Exogenous Pro application induces mitochondrial ROS generation in WT and p5cdh roots under dark conditions. Confocal root tip images of 5-day-old WT (A, C, E, and G) and p5cdh (B, D, F, H, and I) seedlings exposed to the following treatments for 24 h in the dark: A and B, control, no treatment; C and D, 100 mm Pro; E and F, 100 μm PQ; G–I, 100 mm Pro + 100 μm PQ. Left column, Numarski images. MitoSox fluorescence images are in green pseudo-color (second from the left). MitoTracker Deep-Red images are in magenta pseudo-color (third from the left), and the merged fluorescence is in the right column. Nuclear localization of MitoSox (I) is shown by costaining with 4′,6-diamidino-2-phenylindole (blue). Bar, 25 mm.

FIGURE 8.

The effect of exogenous Pro application on Pro and P5C content in leaves of p5cdh and WT plants. Three-week-old plants, grown on vermiculite, were treated with MS (Control) or MS containing 100 mm Pro. Free Pro (A) and P5C (B) levels of leaf samples were determined 48 h later. The standard deviation of three replicates is presented.

FIGURE 9.

Pro-induced ROS generation in roots of light grown seedlings. Confocal images of roots of 5-day-old WT (A and C) and p5cdh (B and D) light grown seedlings, untreated (A and B) or treated with 100 mm l-Pro (C and D) for 24 h. Root tips (left, first two columns) and elongation zones (third and fourth columns) are shown.

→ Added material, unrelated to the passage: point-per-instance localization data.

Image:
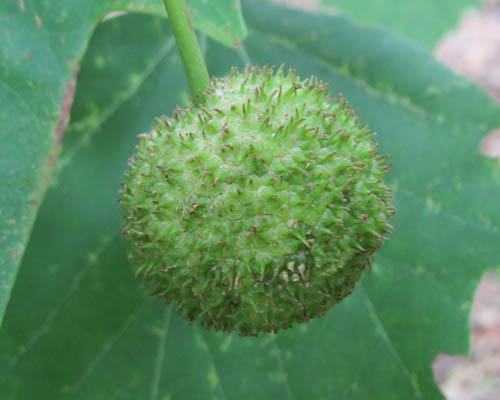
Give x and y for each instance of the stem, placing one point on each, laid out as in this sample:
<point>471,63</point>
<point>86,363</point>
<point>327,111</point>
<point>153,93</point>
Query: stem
<point>194,64</point>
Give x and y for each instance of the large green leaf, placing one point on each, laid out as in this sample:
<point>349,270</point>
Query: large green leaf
<point>424,21</point>
<point>79,326</point>
<point>41,44</point>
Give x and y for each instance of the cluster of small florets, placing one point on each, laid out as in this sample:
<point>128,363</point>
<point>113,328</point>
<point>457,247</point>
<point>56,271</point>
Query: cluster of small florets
<point>259,208</point>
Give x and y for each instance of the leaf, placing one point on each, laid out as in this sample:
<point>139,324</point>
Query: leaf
<point>424,21</point>
<point>79,326</point>
<point>42,43</point>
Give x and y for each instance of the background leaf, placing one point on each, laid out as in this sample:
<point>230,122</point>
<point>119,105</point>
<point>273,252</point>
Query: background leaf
<point>80,327</point>
<point>424,21</point>
<point>41,46</point>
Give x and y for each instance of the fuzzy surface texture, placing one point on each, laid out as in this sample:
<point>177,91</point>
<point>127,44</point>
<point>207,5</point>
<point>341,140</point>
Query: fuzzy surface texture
<point>258,209</point>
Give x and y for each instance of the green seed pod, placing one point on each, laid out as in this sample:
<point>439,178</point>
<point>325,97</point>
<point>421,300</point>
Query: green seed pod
<point>259,208</point>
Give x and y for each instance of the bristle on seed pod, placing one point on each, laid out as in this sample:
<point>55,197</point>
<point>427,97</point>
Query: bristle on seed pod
<point>259,209</point>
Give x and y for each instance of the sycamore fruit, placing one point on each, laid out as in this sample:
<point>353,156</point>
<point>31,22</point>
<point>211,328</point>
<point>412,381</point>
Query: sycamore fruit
<point>259,208</point>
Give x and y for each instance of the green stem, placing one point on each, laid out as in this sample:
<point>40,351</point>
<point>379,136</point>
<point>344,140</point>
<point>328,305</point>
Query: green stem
<point>194,64</point>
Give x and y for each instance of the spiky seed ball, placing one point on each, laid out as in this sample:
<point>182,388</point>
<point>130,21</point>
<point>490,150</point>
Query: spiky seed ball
<point>258,209</point>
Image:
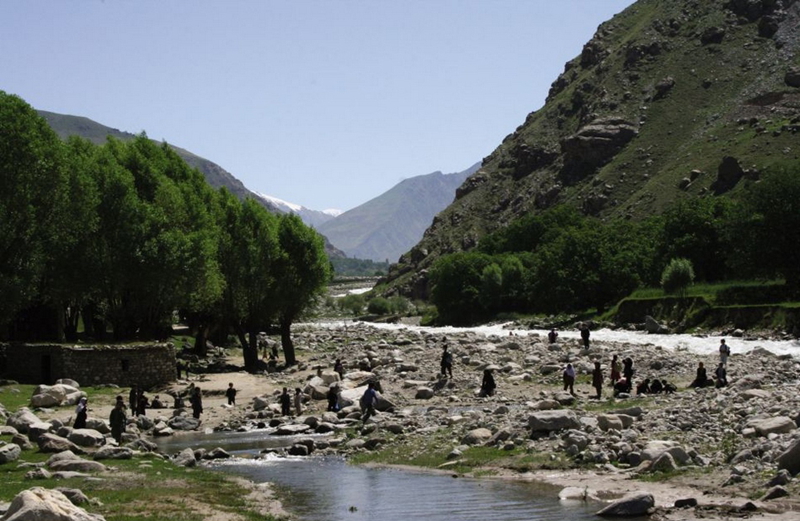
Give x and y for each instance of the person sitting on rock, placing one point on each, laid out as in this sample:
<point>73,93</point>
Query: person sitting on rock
<point>487,384</point>
<point>656,386</point>
<point>701,380</point>
<point>722,375</point>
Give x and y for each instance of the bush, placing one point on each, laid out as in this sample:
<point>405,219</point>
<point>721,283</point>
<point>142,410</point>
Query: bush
<point>677,277</point>
<point>379,306</point>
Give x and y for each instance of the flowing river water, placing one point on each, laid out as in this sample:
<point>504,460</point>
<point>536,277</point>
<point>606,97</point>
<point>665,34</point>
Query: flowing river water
<point>329,489</point>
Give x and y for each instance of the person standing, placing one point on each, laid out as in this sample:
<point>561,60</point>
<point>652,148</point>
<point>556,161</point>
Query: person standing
<point>81,411</point>
<point>585,334</point>
<point>368,401</point>
<point>286,403</point>
<point>597,379</point>
<point>230,393</point>
<point>569,379</point>
<point>616,369</point>
<point>196,400</point>
<point>298,401</point>
<point>447,362</point>
<point>117,419</point>
<point>724,352</point>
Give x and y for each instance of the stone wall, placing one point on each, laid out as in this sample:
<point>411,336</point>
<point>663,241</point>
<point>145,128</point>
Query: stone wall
<point>146,365</point>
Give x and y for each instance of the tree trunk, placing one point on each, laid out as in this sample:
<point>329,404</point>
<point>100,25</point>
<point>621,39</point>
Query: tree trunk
<point>286,342</point>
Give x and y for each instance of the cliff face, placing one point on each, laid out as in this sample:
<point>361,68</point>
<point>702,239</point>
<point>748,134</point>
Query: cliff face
<point>669,99</point>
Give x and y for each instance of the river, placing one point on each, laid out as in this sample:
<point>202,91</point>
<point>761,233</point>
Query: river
<point>329,489</point>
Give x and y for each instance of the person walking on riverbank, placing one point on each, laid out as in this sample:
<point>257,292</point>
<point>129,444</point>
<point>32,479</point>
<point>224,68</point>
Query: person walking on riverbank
<point>585,334</point>
<point>597,379</point>
<point>298,401</point>
<point>117,419</point>
<point>196,399</point>
<point>447,362</point>
<point>286,403</point>
<point>230,394</point>
<point>569,379</point>
<point>724,352</point>
<point>81,411</point>
<point>368,401</point>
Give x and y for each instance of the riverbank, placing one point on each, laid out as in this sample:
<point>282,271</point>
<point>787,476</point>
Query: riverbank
<point>719,447</point>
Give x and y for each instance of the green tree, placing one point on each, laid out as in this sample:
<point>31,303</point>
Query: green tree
<point>32,194</point>
<point>302,273</point>
<point>677,277</point>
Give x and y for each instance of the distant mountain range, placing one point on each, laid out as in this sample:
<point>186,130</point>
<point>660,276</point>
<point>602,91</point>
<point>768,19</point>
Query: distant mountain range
<point>381,229</point>
<point>389,225</point>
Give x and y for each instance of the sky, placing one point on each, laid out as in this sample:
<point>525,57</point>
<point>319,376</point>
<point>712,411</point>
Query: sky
<point>326,104</point>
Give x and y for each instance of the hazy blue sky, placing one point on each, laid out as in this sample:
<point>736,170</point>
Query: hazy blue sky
<point>321,103</point>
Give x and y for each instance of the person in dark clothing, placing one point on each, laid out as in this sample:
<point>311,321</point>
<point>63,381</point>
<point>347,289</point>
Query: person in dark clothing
<point>81,411</point>
<point>447,362</point>
<point>722,375</point>
<point>487,385</point>
<point>585,334</point>
<point>133,400</point>
<point>368,401</point>
<point>333,398</point>
<point>142,404</point>
<point>656,387</point>
<point>286,403</point>
<point>597,379</point>
<point>230,393</point>
<point>196,400</point>
<point>701,379</point>
<point>117,419</point>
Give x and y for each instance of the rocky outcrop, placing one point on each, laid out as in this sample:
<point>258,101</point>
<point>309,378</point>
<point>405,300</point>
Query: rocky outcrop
<point>593,146</point>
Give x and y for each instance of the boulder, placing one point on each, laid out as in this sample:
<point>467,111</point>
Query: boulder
<point>185,458</point>
<point>50,443</point>
<point>86,438</point>
<point>790,459</point>
<point>112,452</point>
<point>476,436</point>
<point>9,452</point>
<point>777,425</point>
<point>556,420</point>
<point>42,504</point>
<point>635,505</point>
<point>21,419</point>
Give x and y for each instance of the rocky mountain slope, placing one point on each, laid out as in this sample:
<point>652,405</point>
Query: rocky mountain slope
<point>668,100</point>
<point>388,225</point>
<point>66,125</point>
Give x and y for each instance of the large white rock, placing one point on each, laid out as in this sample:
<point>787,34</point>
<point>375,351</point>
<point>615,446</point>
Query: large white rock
<point>555,420</point>
<point>21,419</point>
<point>40,504</point>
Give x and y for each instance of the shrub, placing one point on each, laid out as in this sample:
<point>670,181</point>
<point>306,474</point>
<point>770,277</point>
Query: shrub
<point>677,277</point>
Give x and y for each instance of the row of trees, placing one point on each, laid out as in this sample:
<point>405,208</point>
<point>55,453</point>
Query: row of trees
<point>562,261</point>
<point>126,234</point>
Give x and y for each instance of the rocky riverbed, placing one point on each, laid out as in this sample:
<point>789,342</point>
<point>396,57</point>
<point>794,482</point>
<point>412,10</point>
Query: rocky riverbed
<point>728,452</point>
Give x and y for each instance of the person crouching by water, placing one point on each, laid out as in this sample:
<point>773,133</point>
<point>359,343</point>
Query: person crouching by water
<point>118,419</point>
<point>368,401</point>
<point>196,399</point>
<point>569,379</point>
<point>487,384</point>
<point>81,411</point>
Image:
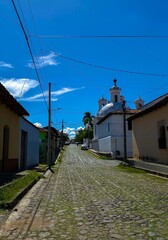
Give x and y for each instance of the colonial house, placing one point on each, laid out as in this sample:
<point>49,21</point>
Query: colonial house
<point>18,138</point>
<point>150,131</point>
<point>108,125</point>
<point>29,144</point>
<point>10,113</point>
<point>55,144</point>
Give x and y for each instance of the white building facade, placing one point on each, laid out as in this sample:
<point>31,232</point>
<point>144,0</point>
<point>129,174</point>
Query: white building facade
<point>108,125</point>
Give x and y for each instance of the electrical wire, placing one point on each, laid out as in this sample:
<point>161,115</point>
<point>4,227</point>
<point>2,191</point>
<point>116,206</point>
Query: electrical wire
<point>99,36</point>
<point>109,68</point>
<point>28,44</point>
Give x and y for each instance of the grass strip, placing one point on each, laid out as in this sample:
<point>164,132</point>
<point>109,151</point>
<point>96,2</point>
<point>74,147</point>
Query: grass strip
<point>129,169</point>
<point>9,192</point>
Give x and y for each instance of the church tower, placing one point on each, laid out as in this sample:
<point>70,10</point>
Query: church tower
<point>102,102</point>
<point>139,103</point>
<point>115,93</point>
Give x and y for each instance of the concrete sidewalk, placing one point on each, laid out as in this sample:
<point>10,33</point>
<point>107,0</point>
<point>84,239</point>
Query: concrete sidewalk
<point>155,168</point>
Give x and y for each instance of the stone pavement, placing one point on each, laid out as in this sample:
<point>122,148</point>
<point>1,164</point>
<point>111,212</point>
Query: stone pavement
<point>89,199</point>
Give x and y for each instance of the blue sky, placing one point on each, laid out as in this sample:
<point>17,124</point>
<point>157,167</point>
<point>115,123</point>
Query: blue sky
<point>76,87</point>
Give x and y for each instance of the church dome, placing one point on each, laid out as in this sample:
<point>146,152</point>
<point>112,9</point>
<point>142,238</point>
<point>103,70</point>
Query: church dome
<point>110,107</point>
<point>115,86</point>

Numarski images are in gray tone (first and third columns) and MitoSox fluorescence in green pseudo-color (second and fourth columns). Bar, 25 mm.

FIGURE 10.

The hypothesized P5C-Pro cycle and its hyperactivity during uncoupled P5C oxidation. In response to abiotic stresses, Pro is gradually accumulated by increased synthesis and suppressed oxidation. Once the stress is relieved, ProDH-FAD complex oxidizes Pro to P5C while transferring electrons to the mtETC. P5C further oxidation to Glu and then to α ketoglutarate (αKG) is coupled to NAD(P)H formation. When Pro is supplied in excess and ProDH transcription and activity are induced, P5CDH activity does not keep up with ProDH activity, and Pro oxidation becomes uncoupled. Under such conditions, the rate of P5C generation in the mitochondria exceeds its further oxidation to Glu. P5C excess is transported to the cytosol and reduced by P5CR to Pro that is transported to the mitochondria. This P5C-Pro intensive cycling elevates the flow of electrons through ProDH-FAD to the mtETC and to O₂, leading to concomitant generation of ROS. In the p5cdh mutant, the intensive operation of this cycle enhances ROS generation and their spreading to the nuclei and very likely induces programmed cell death (PCD). ETC, electron transfer chain; UQ, ubiquinone.